Dedicating herself to the saving of souls…
Reflections on the readings for the Memorial of St. Thérèse of the Child Jesus (October 1, 2020): JB 19:21-27; PS 27:7-9,13-14; LK 10:1-12
MISSIO offers “Mission In Scripture” to nurture a missionary heart, providing reflections on the missionary themes in the readings of Sundays, Feast Days and Holy Days
Through her work, prayer, penance, and acts of charity, she embraced what she called her Little Way.

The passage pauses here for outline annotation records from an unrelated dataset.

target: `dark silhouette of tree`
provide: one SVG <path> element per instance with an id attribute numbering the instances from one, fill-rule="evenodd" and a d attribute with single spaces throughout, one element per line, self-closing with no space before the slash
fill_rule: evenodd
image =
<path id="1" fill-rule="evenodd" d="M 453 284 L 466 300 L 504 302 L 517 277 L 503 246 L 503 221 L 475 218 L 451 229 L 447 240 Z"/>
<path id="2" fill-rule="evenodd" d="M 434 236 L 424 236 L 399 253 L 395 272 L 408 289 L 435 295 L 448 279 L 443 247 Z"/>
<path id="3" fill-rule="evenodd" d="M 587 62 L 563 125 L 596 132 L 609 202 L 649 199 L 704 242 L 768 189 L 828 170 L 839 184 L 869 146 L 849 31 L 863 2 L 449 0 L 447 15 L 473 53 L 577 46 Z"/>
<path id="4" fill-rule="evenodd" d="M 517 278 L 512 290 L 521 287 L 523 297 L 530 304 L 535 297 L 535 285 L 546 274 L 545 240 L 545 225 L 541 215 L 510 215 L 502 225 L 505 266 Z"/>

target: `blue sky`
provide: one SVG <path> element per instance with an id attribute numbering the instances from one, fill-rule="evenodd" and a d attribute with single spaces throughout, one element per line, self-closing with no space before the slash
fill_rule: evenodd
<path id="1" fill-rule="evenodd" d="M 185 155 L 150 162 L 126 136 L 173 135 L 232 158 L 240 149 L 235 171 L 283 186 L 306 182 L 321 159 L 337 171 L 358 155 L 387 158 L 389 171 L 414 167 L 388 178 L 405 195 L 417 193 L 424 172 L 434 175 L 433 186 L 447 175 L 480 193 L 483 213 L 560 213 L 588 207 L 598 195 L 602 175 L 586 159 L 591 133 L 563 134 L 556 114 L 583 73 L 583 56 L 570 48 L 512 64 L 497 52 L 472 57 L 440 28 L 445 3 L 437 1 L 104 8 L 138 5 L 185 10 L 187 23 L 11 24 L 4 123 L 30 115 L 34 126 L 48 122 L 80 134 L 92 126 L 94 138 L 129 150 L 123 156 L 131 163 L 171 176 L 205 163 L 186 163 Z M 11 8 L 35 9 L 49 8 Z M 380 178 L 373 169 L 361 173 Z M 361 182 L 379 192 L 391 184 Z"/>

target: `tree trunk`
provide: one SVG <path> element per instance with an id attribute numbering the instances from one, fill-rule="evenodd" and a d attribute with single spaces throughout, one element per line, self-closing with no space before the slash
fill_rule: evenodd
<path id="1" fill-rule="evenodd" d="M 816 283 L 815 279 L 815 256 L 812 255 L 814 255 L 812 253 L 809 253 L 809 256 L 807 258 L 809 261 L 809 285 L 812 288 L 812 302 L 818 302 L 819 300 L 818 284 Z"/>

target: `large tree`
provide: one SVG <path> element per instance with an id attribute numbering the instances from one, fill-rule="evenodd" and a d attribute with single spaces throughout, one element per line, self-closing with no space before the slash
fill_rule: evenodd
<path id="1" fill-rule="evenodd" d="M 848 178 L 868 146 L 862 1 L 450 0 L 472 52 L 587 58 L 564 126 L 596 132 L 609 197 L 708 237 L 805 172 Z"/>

On this feast day, we celebrate the well-beloved St. Thérèse of Lisieux (of the Child Jesus) who is also known as the “Little Flower.” Before her death at only 24 years of age, she had spent a sheltered life, first in her home in the Normandy region of France, and then in a nearby Carmelite convent. While she was dedicated to God from her childhood, Thérèse still had to overcome various physical, emotional and spiritual issues on her path to the deep relationship with our Lord for which she so longed. At 15 she was permitted to enter the order. She wanted to dedicate herself to the saving of souls. Every single person on the face of the earth was precious to her because they were precious to God. And through her work, prayer, penance, and acts of charity, she embraced what she called her Little Way. It would bring her closer to Christ and assist those for whom she offered up her efforts. In today’s Gospel we hear Jesus say, “The harvest is abundant but the laborers are few; so ask the master of the harvest to send out laborers for his harvest. Go on your way.… Whatever town you enter and they welcome you…say to them, ‘The Kingdom of God is at hand for you’” (Luke 10:2-3, 8, 9). Surely St. Thérèse did her part on behalf of the Kingdom. Her sacrifice on behalf of priests, missionaries and all the people they serve was a major focus of her vocation as a Carmelite: “Not being able to be a missionary in action, I have wanted to be one by love and penance.”
Near the end of her life in 1897, she experienced both physical pain and a spiritual darkness of the soul. A year later, the autobiography that she had been instructed by her superiors to write made its way from other convents to bookstores. “The Story of a Soul” made a great impact on people around the world. St. Therese was canonized in 1925 and, in 1927, named co-patron (with St. Francis Xavier) of all the Church’s missions. Pope St. John Paul II proclaimed her a doctor of the Church in 1997. She is remembered for promising that: “After my death I will let fall a shower of roses. I will spend my heaven in doing good upon earth.”
Suggested missionary action: As we begin this Mission Month, let us ask St. Thérèse of Lisieux to help us each day to be “missionaries by love” to our neighbor half a block and half a world away. Let us also ask the Little Flower to protect and strengthen the Church’s missionaries each day.